「ラリーウイリアムズ」といえば、商品先物と株式のトレーダーとして50年以上の実績を持ち、独自の分析視点をもっていることでも有名な存在です。
国内では最近ラリーTVなるものも有償でみることができるようになっているため、改めてファンができつつあるようです。
このラリーの分析内容は商売ものですのでここで細かく明かすのはルール違反になってしまいますので割愛しますが、彼の直近の指摘で面白いと思ったのが金とドル円の動きです。
ラリーによればこの「ドル円と金、米国の債券の動きが完全にシンクロして推移しつつある」というのです。ということで早速実際のチャートを眺めて見ましたので今回はこれをご紹介することにします。
チャートを天地さかさまにしてみたらぴったり一致
出展チャート広場
最近の金の推移をご覧になったことがあるでしょうか? 昨年11月のトランプ相場が走り始めたあたりからの金の動きは上記の推移になっています。

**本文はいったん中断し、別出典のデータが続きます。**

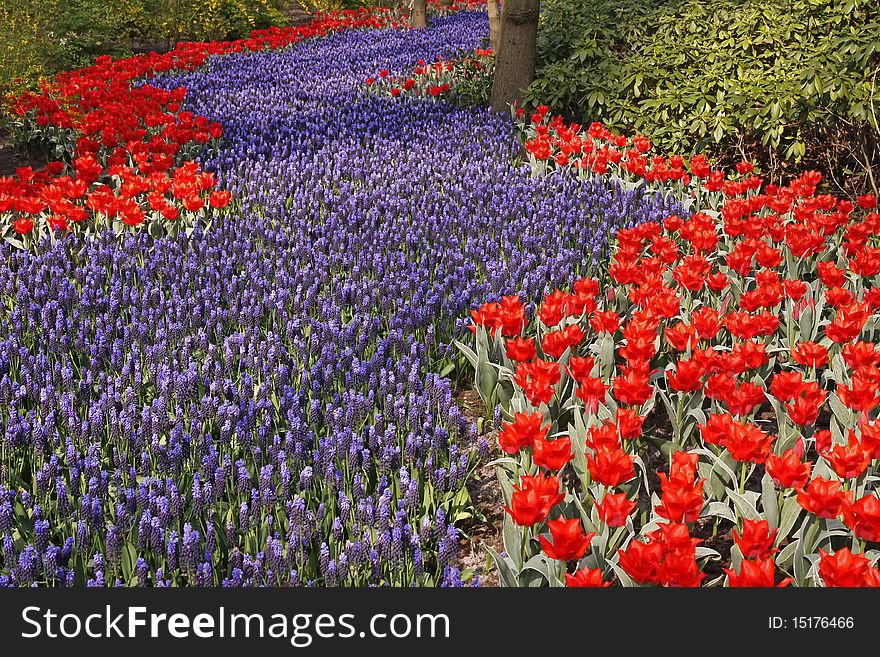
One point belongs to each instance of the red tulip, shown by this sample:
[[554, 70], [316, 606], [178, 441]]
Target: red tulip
[[586, 577], [569, 541], [552, 454], [533, 499]]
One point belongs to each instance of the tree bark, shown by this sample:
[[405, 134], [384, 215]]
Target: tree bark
[[494, 25], [515, 68], [420, 14]]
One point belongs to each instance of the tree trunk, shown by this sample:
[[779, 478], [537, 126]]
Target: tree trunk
[[515, 68], [494, 25], [420, 14]]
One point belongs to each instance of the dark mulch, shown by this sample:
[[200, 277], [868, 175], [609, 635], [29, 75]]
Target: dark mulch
[[484, 529]]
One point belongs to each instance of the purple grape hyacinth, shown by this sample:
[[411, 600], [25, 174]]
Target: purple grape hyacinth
[[258, 404]]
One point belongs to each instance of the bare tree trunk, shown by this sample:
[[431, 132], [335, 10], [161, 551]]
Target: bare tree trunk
[[515, 69], [494, 25], [420, 13]]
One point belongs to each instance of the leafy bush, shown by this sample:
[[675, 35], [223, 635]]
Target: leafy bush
[[785, 80]]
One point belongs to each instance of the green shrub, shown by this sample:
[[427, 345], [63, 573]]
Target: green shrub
[[778, 79]]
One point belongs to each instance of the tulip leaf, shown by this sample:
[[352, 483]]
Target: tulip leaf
[[745, 508], [718, 510], [506, 576], [769, 502]]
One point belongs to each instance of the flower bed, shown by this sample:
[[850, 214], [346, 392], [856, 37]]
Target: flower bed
[[258, 404], [120, 147], [467, 78], [732, 352]]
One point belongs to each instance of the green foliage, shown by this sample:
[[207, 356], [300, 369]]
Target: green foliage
[[778, 76]]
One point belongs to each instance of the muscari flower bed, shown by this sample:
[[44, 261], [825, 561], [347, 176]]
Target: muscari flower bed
[[258, 402]]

これだけ見ると何処がドル円と連動感があるのかという気がするのですが、実は天地を逆さまにして、つまり裏返しで相場を見てみますとこれが実はドル円とほとんど同じ動きをしていることがわかるのです。
これがこのチャートの比較になりますが、金が高くなるとドル円は安く、逆に金が安く推移しているときには見事にドル円の動きが連動していることがわかります。

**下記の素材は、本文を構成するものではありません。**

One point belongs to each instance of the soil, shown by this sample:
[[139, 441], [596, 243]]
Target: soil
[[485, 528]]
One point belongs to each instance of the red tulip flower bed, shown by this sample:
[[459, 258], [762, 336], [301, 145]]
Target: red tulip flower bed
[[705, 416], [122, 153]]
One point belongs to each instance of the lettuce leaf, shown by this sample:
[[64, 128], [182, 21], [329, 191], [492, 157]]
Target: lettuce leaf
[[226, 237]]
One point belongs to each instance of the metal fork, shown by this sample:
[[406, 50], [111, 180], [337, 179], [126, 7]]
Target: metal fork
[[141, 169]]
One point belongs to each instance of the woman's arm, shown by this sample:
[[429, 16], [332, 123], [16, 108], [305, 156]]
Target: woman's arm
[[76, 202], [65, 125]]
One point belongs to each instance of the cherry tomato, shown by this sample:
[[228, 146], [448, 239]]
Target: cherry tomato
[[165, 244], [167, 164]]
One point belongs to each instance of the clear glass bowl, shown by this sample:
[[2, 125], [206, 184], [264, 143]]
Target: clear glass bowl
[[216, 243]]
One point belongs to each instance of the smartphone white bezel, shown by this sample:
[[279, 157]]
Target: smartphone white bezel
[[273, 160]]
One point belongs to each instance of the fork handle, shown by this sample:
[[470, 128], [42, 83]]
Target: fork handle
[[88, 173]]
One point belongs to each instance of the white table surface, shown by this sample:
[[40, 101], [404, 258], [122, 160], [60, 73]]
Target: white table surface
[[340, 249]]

まあよくこうしたことに気がつくものだと思いますが、恐らく彼はドル円ではなく円ドルベースのチャートを見ているからこそ金の推移と同じだと気がついたのでしょう。
足もとでは材料で尽くしで金曜日の「米国雇用統計」までは今の膠着相場が継続しそうな気配濃厚ですが、この先動きがわからなくなりそうなときには金の動きを意識してチェックしてみると流れが読めてくる可能性がありそうです。
ここではご紹介していませんが、実は米国の債券の10年債の売買もドル円と非常にシンクロしていますから、この3つが市場の先行きを探るひとつのポイントになりそうな状況です。
ドル円は円高傾向なのか?
誰もが気になるここから先の動きですが、どうもドル円は上昇というよりは円高に動くのではないかという分析結果が漂って来ています。

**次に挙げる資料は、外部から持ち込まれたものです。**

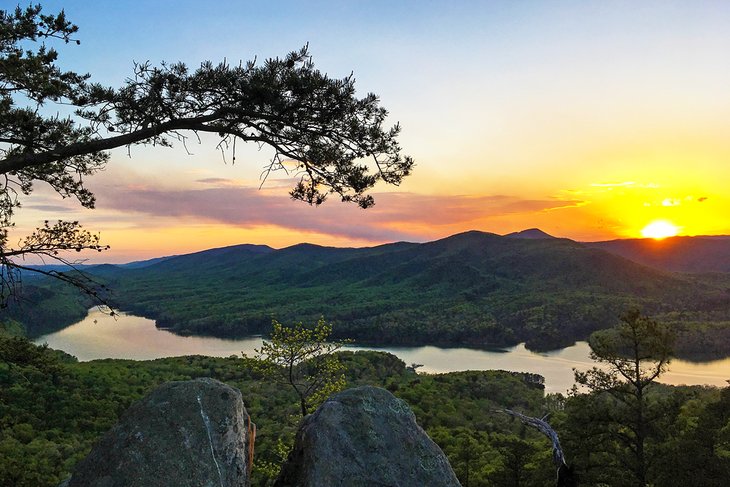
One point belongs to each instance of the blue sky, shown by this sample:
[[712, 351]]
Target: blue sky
[[582, 118]]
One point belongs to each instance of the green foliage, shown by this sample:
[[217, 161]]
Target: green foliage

ドル円の一目均衡表 日足の先行きを見てみますといよいよ雲がねじれる形になり、よくも悪くも相場が雲から抜け出る状況となります。これが上方向に抜けるのか、はたまた下に押し戻されて雲の下に推移するかで、上昇か下落かが決まることになりそうですが、材料的には利上げも含めて出尽くしの感がありますから、ややもすれば下方向に推移することも覚悟しておかなくてはなりません。
今の相場の材料からいけばここから雲を突き抜けて116円方向に上がるとは簡単に思えないのが現状で、果たしてどういう動きが来週以降現実のものになるのかが非常に注目されるところです。
ただ、下落方向に向かったとしても113円台の前半から下抜けしたあたりをうろうろすることになれば、レンジの下限程度の推移の話しですから、それほど大げさに下落するという動きにはならなさそうでもあります。
とにかくドル円相場は方向感をすっかり無くしてしまった感があり、大きな利益を取れる動きにはなっていません。無理せずに短い時間足で利益を積み上げるしかないのかも知れませんが、それにしてもトランプ相場の第二弾を期待していた向きにとってはかなりぱっとしない展開になっていることは事実です。
ユーロもオランダの選挙からフランスの大統領選を含めて不透明感が強く毎日のメディア報道で一喜一憂する動きを強めていますので、ちょっとやりにくい感じで、桜が咲くまではあまり無理せずに控えめに売買していくのがいいのかもしれません。